Ein Konzert, im CCH. Nicht gerade die Lieblingslocation für mich. Doch immerhin hatte ich hier mein erstes "großes" Konzert gesehen: Udo Lindenbergs "Votan Wahnwitz" oder so: umsonst, im Norwegerpullover, auf den Knien, im Gang - damit die zahlenden Besucher nicht gestört wurden.... Danach: Shirley Bassey, die Pet Shop Boys und mein zweites Amy Winehouse-Konzert (in der "kleinen" Halle, unbestuhlt(!).... Doch das hier war anders. Erwachsener Pop für Immer-Noch-Nicht-Erwachsene?
Eins-Zwei-Drei-Vier
Schon das Einzählen setze ein Zeichen.

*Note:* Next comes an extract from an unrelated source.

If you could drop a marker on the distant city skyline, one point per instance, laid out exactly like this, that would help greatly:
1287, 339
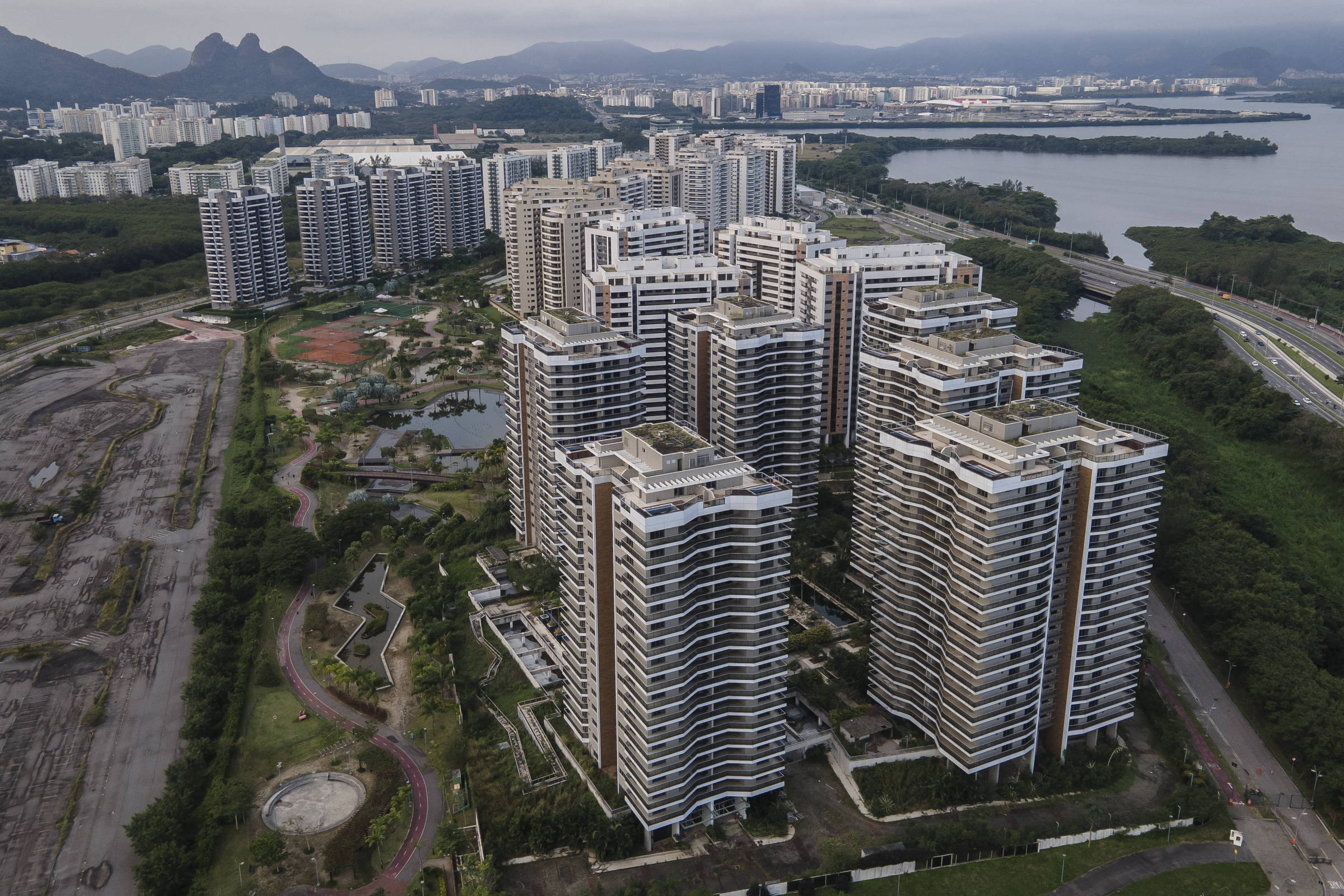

Wo den Ramones in Spitzenzeiten vier Worte in unter zwei Sekunden gereicht hätten, nahmen Kraftwerk acht in sechs Minuten - in deutsch, englisch, japanisch, mandarin, russisch, spanisch.... Da stehen "sie" plötzlich auf der Bühne: Vier gleich ge-/ver-kleidete Männer an vier gleichen Pulten - umrahmt von einem Leuchtband in grüner Farbe. Wie die berühmte Motorrad-Szene in Tron - nur in unbeweglich. Oder wie die Zahlenkolonnen in Matrix.
Universelle Klänge
Kraftwerk brauchen wenige Worte, die universell in allen Sprachen eingesetzt werden können. Das ist hilfreich beim weltweiten Verkauf, aber geschieht mit weit weniger Kalkül als die Besetzung von Blockbuster-Filmen wie z.B. bei James Bond. Und wenn bei Autobahn das Plattencover "lebendig" wird, Raumschiffe auf uns zu driften (sehr schön: eines landet direkt vor dem CCH), "Radioaktivität" farbig strahlt und bei Tour de France an Eddy Merckx erinnert wird, dann hat es etwas rührend Antiquiertes, die Idee des Allumspannenden (in more ways than one) so einfach umgesetzt zu sehen. Kraftwerk live in Hamburg - für diesen Abend klappt es. Wie damals, als Future noch eine Zukunft hatte.
Kraftwerk sind längst retro. Sie sind irgendwann Anfang der 80er an einer Weggabelung stehen geblieben und müssen sich heute nicht mehr entscheiden. Dort treten sie auf der Stelle. Für sie war nur die Richtung "vorwärts" programmiert, post-modern war nicht vorgesehen. Und so schwelgen wir im Publikum zu den nur einst modernen Klängen in der Vergangenheit: Wie das Morgen hätte werden können, wie erfolgreich wir hätten werden können. Doch: "Es wird immer weiter gehen, Musik als Träger von Ideen". Das hoffen wir auch immer noch.